Referent: Martin Kehrer (Tübingen/DE)


Abstract - Text

Abstract-Text

Heterozygous pathogenic variants in FBN2 (fibrillin 2) are associated with congenital contractural arachnodactyly (CCA), which is a rare autosomal dominant connective tissue disorder comprising a very broad phenotypic spectrum. Accurate diagnosis is important for clinical management and prognosis, but difficult due to the rarity of the disease and often non-specific clinical presentation. To facilitate clinical diagnosis of CCA, a quantitative tool for phenotyping called "clinical scoring system for CCA" has recently been developed by Meerschaut et al. (2020).

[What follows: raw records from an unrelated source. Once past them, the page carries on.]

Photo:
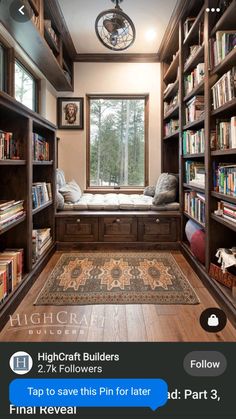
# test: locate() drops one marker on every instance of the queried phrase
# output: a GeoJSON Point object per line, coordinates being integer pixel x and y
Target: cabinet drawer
{"type": "Point", "coordinates": [158, 229]}
{"type": "Point", "coordinates": [83, 229]}
{"type": "Point", "coordinates": [118, 229]}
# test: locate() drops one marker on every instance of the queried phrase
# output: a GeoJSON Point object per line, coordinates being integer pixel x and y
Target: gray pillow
{"type": "Point", "coordinates": [149, 191]}
{"type": "Point", "coordinates": [60, 201]}
{"type": "Point", "coordinates": [166, 189]}
{"type": "Point", "coordinates": [71, 192]}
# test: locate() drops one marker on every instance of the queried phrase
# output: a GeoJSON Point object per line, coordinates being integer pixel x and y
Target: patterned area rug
{"type": "Point", "coordinates": [116, 278]}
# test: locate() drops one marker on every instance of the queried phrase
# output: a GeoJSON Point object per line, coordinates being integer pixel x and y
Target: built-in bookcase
{"type": "Point", "coordinates": [16, 180]}
{"type": "Point", "coordinates": [197, 30]}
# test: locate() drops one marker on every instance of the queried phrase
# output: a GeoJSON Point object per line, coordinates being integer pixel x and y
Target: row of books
{"type": "Point", "coordinates": [10, 211]}
{"type": "Point", "coordinates": [40, 148]}
{"type": "Point", "coordinates": [225, 89]}
{"type": "Point", "coordinates": [194, 109]}
{"type": "Point", "coordinates": [9, 147]}
{"type": "Point", "coordinates": [194, 205]}
{"type": "Point", "coordinates": [221, 46]}
{"type": "Point", "coordinates": [11, 271]}
{"type": "Point", "coordinates": [195, 173]}
{"type": "Point", "coordinates": [194, 78]}
{"type": "Point", "coordinates": [228, 211]}
{"type": "Point", "coordinates": [41, 240]}
{"type": "Point", "coordinates": [194, 141]}
{"type": "Point", "coordinates": [171, 127]}
{"type": "Point", "coordinates": [41, 193]}
{"type": "Point", "coordinates": [168, 106]}
{"type": "Point", "coordinates": [224, 178]}
{"type": "Point", "coordinates": [224, 137]}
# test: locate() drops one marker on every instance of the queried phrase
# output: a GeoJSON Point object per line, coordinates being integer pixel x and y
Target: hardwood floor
{"type": "Point", "coordinates": [113, 323]}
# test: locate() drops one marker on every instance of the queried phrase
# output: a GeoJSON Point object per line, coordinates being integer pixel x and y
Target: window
{"type": "Point", "coordinates": [25, 87]}
{"type": "Point", "coordinates": [117, 144]}
{"type": "Point", "coordinates": [2, 68]}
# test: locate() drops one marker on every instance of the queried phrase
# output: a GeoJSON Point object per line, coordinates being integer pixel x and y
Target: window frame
{"type": "Point", "coordinates": [36, 85]}
{"type": "Point", "coordinates": [123, 189]}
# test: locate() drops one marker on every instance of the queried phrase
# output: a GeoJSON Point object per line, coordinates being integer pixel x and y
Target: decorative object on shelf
{"type": "Point", "coordinates": [70, 113]}
{"type": "Point", "coordinates": [114, 29]}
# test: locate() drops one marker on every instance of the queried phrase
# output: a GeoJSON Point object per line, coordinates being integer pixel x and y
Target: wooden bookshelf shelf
{"type": "Point", "coordinates": [194, 188]}
{"type": "Point", "coordinates": [227, 152]}
{"type": "Point", "coordinates": [172, 112]}
{"type": "Point", "coordinates": [226, 64]}
{"type": "Point", "coordinates": [172, 136]}
{"type": "Point", "coordinates": [229, 106]}
{"type": "Point", "coordinates": [194, 29]}
{"type": "Point", "coordinates": [42, 207]}
{"type": "Point", "coordinates": [194, 124]}
{"type": "Point", "coordinates": [223, 197]}
{"type": "Point", "coordinates": [171, 73]}
{"type": "Point", "coordinates": [194, 219]}
{"type": "Point", "coordinates": [194, 156]}
{"type": "Point", "coordinates": [224, 222]}
{"type": "Point", "coordinates": [12, 162]}
{"type": "Point", "coordinates": [227, 20]}
{"type": "Point", "coordinates": [43, 163]}
{"type": "Point", "coordinates": [172, 91]}
{"type": "Point", "coordinates": [199, 89]}
{"type": "Point", "coordinates": [195, 60]}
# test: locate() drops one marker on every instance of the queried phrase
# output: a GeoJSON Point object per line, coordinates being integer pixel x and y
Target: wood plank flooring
{"type": "Point", "coordinates": [113, 323]}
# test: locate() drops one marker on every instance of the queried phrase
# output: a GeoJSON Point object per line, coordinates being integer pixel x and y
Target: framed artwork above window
{"type": "Point", "coordinates": [70, 113]}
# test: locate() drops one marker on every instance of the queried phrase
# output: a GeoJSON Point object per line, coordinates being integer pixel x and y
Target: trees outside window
{"type": "Point", "coordinates": [25, 87]}
{"type": "Point", "coordinates": [117, 141]}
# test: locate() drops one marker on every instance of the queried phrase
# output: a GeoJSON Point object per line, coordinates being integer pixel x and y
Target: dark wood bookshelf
{"type": "Point", "coordinates": [199, 89]}
{"type": "Point", "coordinates": [171, 73]}
{"type": "Point", "coordinates": [173, 90]}
{"type": "Point", "coordinates": [224, 197]}
{"type": "Point", "coordinates": [224, 221]}
{"type": "Point", "coordinates": [193, 156]}
{"type": "Point", "coordinates": [196, 59]}
{"type": "Point", "coordinates": [194, 124]}
{"type": "Point", "coordinates": [194, 29]}
{"type": "Point", "coordinates": [42, 207]}
{"type": "Point", "coordinates": [172, 136]}
{"type": "Point", "coordinates": [194, 219]}
{"type": "Point", "coordinates": [17, 178]}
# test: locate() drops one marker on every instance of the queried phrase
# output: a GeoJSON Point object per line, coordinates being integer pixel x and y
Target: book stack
{"type": "Point", "coordinates": [225, 134]}
{"type": "Point", "coordinates": [195, 173]}
{"type": "Point", "coordinates": [192, 80]}
{"type": "Point", "coordinates": [10, 211]}
{"type": "Point", "coordinates": [171, 127]}
{"type": "Point", "coordinates": [41, 240]}
{"type": "Point", "coordinates": [41, 193]}
{"type": "Point", "coordinates": [168, 106]}
{"type": "Point", "coordinates": [40, 148]}
{"type": "Point", "coordinates": [194, 109]}
{"type": "Point", "coordinates": [220, 47]}
{"type": "Point", "coordinates": [225, 89]}
{"type": "Point", "coordinates": [9, 147]}
{"type": "Point", "coordinates": [11, 271]}
{"type": "Point", "coordinates": [228, 211]}
{"type": "Point", "coordinates": [194, 141]}
{"type": "Point", "coordinates": [194, 205]}
{"type": "Point", "coordinates": [224, 178]}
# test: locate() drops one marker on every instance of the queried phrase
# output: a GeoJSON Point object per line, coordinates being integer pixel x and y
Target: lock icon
{"type": "Point", "coordinates": [213, 320]}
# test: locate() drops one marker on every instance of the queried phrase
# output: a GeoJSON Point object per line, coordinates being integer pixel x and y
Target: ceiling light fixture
{"type": "Point", "coordinates": [114, 29]}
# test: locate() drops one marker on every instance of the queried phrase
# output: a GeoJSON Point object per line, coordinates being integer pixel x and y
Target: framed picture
{"type": "Point", "coordinates": [70, 113]}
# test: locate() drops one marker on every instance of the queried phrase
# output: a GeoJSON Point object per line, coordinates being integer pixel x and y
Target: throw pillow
{"type": "Point", "coordinates": [166, 189]}
{"type": "Point", "coordinates": [149, 191]}
{"type": "Point", "coordinates": [71, 192]}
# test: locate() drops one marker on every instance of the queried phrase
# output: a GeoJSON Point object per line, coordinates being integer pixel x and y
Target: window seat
{"type": "Point", "coordinates": [116, 202]}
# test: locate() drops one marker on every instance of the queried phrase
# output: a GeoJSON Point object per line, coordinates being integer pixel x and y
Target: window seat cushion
{"type": "Point", "coordinates": [115, 202]}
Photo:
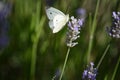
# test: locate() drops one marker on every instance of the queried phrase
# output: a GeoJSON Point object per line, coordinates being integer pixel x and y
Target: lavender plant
{"type": "Point", "coordinates": [114, 30]}
{"type": "Point", "coordinates": [90, 72]}
{"type": "Point", "coordinates": [74, 27]}
{"type": "Point", "coordinates": [5, 9]}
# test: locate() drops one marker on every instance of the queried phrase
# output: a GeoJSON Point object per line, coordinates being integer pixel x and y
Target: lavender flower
{"type": "Point", "coordinates": [90, 72]}
{"type": "Point", "coordinates": [81, 13]}
{"type": "Point", "coordinates": [74, 27]}
{"type": "Point", "coordinates": [114, 31]}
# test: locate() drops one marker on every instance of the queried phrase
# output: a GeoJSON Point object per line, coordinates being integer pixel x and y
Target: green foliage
{"type": "Point", "coordinates": [35, 53]}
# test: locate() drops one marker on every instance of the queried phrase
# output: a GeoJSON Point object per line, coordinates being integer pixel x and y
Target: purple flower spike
{"type": "Point", "coordinates": [90, 73]}
{"type": "Point", "coordinates": [114, 30]}
{"type": "Point", "coordinates": [74, 27]}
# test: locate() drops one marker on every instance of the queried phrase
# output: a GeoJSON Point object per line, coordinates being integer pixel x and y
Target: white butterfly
{"type": "Point", "coordinates": [57, 19]}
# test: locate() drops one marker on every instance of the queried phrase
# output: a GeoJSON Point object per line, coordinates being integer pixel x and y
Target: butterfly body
{"type": "Point", "coordinates": [57, 19]}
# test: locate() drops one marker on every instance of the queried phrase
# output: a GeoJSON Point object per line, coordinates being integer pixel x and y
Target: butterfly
{"type": "Point", "coordinates": [57, 19]}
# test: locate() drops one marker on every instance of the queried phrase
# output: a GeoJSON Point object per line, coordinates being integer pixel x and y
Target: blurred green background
{"type": "Point", "coordinates": [30, 40]}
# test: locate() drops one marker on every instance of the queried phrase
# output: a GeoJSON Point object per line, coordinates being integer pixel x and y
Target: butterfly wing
{"type": "Point", "coordinates": [52, 12]}
{"type": "Point", "coordinates": [58, 22]}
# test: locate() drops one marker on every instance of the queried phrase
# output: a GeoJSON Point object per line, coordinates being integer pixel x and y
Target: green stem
{"type": "Point", "coordinates": [103, 56]}
{"type": "Point", "coordinates": [116, 67]}
{"type": "Point", "coordinates": [33, 60]}
{"type": "Point", "coordinates": [92, 32]}
{"type": "Point", "coordinates": [66, 58]}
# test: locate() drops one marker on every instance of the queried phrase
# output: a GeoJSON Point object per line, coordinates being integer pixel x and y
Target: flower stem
{"type": "Point", "coordinates": [92, 32]}
{"type": "Point", "coordinates": [115, 70]}
{"type": "Point", "coordinates": [33, 60]}
{"type": "Point", "coordinates": [66, 58]}
{"type": "Point", "coordinates": [108, 46]}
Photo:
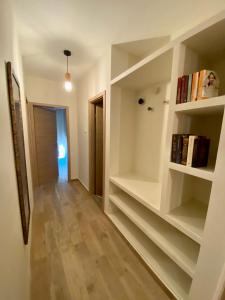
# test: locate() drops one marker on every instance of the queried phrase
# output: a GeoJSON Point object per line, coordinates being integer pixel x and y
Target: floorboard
{"type": "Point", "coordinates": [77, 254]}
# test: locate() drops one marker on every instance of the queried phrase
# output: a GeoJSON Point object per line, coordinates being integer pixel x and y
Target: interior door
{"type": "Point", "coordinates": [99, 149]}
{"type": "Point", "coordinates": [46, 144]}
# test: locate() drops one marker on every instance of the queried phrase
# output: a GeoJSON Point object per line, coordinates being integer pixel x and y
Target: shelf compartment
{"type": "Point", "coordinates": [199, 56]}
{"type": "Point", "coordinates": [151, 70]}
{"type": "Point", "coordinates": [206, 106]}
{"type": "Point", "coordinates": [176, 245]}
{"type": "Point", "coordinates": [190, 219]}
{"type": "Point", "coordinates": [207, 124]}
{"type": "Point", "coordinates": [204, 173]}
{"type": "Point", "coordinates": [177, 281]}
{"type": "Point", "coordinates": [146, 192]}
{"type": "Point", "coordinates": [189, 198]}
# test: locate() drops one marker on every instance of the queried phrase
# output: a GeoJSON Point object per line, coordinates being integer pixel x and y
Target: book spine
{"type": "Point", "coordinates": [186, 78]}
{"type": "Point", "coordinates": [201, 84]}
{"type": "Point", "coordinates": [191, 142]}
{"type": "Point", "coordinates": [184, 150]}
{"type": "Point", "coordinates": [189, 87]}
{"type": "Point", "coordinates": [179, 83]}
{"type": "Point", "coordinates": [194, 89]}
{"type": "Point", "coordinates": [201, 152]}
{"type": "Point", "coordinates": [174, 147]}
{"type": "Point", "coordinates": [179, 148]}
{"type": "Point", "coordinates": [182, 89]}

We report on a 12-year-old boy with severe progressive kyphoscoliosis. Initial clinical course and muscle biopsy suggested a nemaline myopathy. Previously performed genetic diagnostics, in particular myopathy NGS panels, had not shown any pathogenic variants. Trio exome sequencing revealed a novel heterozygous de novo missense variant (c.3212A>G, p.Tyr1071Cys) in exon 24 of FBN2. It was initially classified as variant of unknown clinical significance (class 3). By CCA-specific phenotyping of the boy by use of the clinical scoring system, he was categorized as a highly likely CCA patient. Clinical re-evaluation finally led to re-classification of the missense variant as likely pathogenic (class 4). We present detailed phenotype information of the patient and the clinical CCA score. We review the literature and compare his clinical features with those of other CCA patients.